Interessant ist vielleicht noch, dass auch Ulrike Trebesius auf dem niedersächsischen LPT anwesend war, und dass man aus dieser Quelle erfährt:
"Zeitgleich wird diese Resolution zum Parteitag des Landesverbandes Niedersachsen in Hannover vorgestellt und anschließend parteiintern und über die Medien veröffentlicht."

* Erg. 20.03.2015: Es handelt sich um die "Initiative Bürgerliche AfD".
** Erg. 21.03.2015: Ein Bericht über diesen LPT steht auf der Homepage des KV Stadt Oldenburg / Ammerland.
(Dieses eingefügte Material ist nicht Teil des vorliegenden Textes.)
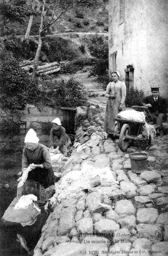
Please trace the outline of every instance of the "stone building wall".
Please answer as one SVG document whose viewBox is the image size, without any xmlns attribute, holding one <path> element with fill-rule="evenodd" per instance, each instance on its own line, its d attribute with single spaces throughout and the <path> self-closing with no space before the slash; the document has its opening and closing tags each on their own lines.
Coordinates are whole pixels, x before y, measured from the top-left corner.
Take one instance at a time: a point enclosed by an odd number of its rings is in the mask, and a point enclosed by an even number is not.
<svg viewBox="0 0 168 256">
<path fill-rule="evenodd" d="M 109 72 L 117 51 L 116 69 L 125 79 L 124 69 L 134 68 L 134 87 L 150 93 L 158 84 L 168 95 L 167 1 L 124 0 L 124 21 L 119 25 L 119 0 L 109 1 Z M 114 59 L 113 59 L 114 60 Z"/>
</svg>

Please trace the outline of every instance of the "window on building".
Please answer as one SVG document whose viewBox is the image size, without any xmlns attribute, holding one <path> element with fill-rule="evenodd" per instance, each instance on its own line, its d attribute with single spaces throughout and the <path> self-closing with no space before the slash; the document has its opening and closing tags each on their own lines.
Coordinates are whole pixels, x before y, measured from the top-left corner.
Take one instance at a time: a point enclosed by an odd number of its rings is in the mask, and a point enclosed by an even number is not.
<svg viewBox="0 0 168 256">
<path fill-rule="evenodd" d="M 111 57 L 112 59 L 112 70 L 113 71 L 116 70 L 117 67 L 117 52 L 114 52 L 111 54 Z"/>
<path fill-rule="evenodd" d="M 126 68 L 124 69 L 127 94 L 128 93 L 131 88 L 134 88 L 134 68 L 130 65 L 127 66 Z"/>
<path fill-rule="evenodd" d="M 120 0 L 120 25 L 124 21 L 124 0 Z"/>
</svg>

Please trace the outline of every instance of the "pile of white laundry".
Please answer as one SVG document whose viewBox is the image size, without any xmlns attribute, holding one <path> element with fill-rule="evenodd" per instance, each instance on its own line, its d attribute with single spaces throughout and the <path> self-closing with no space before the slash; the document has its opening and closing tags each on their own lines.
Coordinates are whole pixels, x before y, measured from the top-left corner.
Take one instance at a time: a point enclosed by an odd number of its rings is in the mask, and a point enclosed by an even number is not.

Das alles lässt mich vermuten, das den Liberalen, soldatisch gesprochen, der Allerwerteste auf Grundeis ging.
Denn anders kann ich mir schon den ersten Absatz der Deutschland-Resolution nicht erklären, der wie folgt lautet:
"Reden wir nicht um den heißen Brei herum: wer die sogenannte Erfurter Resolution unterschreibt, dem passt die Richtung der AfD nicht. Der will eine andere AfD, eine AfD der flachen Parolen und der schrillen Töne. Der will die Partei auf Provokation und Protest verengen. Der schlägt allen Parteimitgliedern ins Gesicht, die derzeit sachlich und konstruktiv an einem Parteiprogramm arbeiten, dessen thematische Breite einer Volkspartei würdig ist."
Es ist zunächst einmal eine Unverschämtheit, allen Unterzeichnern der Erfurter Resolution zu unterstellen, für eine "andere AfD, eine AfD der flachen Parolen und der schrillen Töne" einzutreten, und eine Verengung der "Partei auf Provokation und Protest" zu betreiben.

Die Liberalen mögen vielleicht anderweitige Anhaltspunkte für entsprechende Bestrebungen der ERSTunterzeichner haben.
Eine saubere Textinterpretation gibt aber eine solche Zielsetzung nicht her; von daher ist es eine Frechheit, diese gleich allen Unterzeichnern zu unterstellen.

Weiter heißt es in der DR: "Wir lassen uns nicht Feigheit und Verrat an den Interessen unseres Landes vorwerfen."
Die Referenzpassage in der ER lautet:
"Die Bürger haben uns gewählt, weil sie hoffen, daß wir anders sind als die etablierten Parteien: .....   Anstatt nun jedoch die Alternative zu bieten, die wir versprochen haben, passen wir uns ohne Not mehr und mehr dem etablierten Politik- betrieb an: dem Technokratentum, der Feigheit und dem Verrat an den Interessen unseres Landes."
Rein formal ist das eine Selbstkritik ("... passen WIR uns ... an"). Aus sich selbst heraus rechtfertigt es diese Passage in keiner Weise, dass die DR-Verfasser sie auf sich beziehen. 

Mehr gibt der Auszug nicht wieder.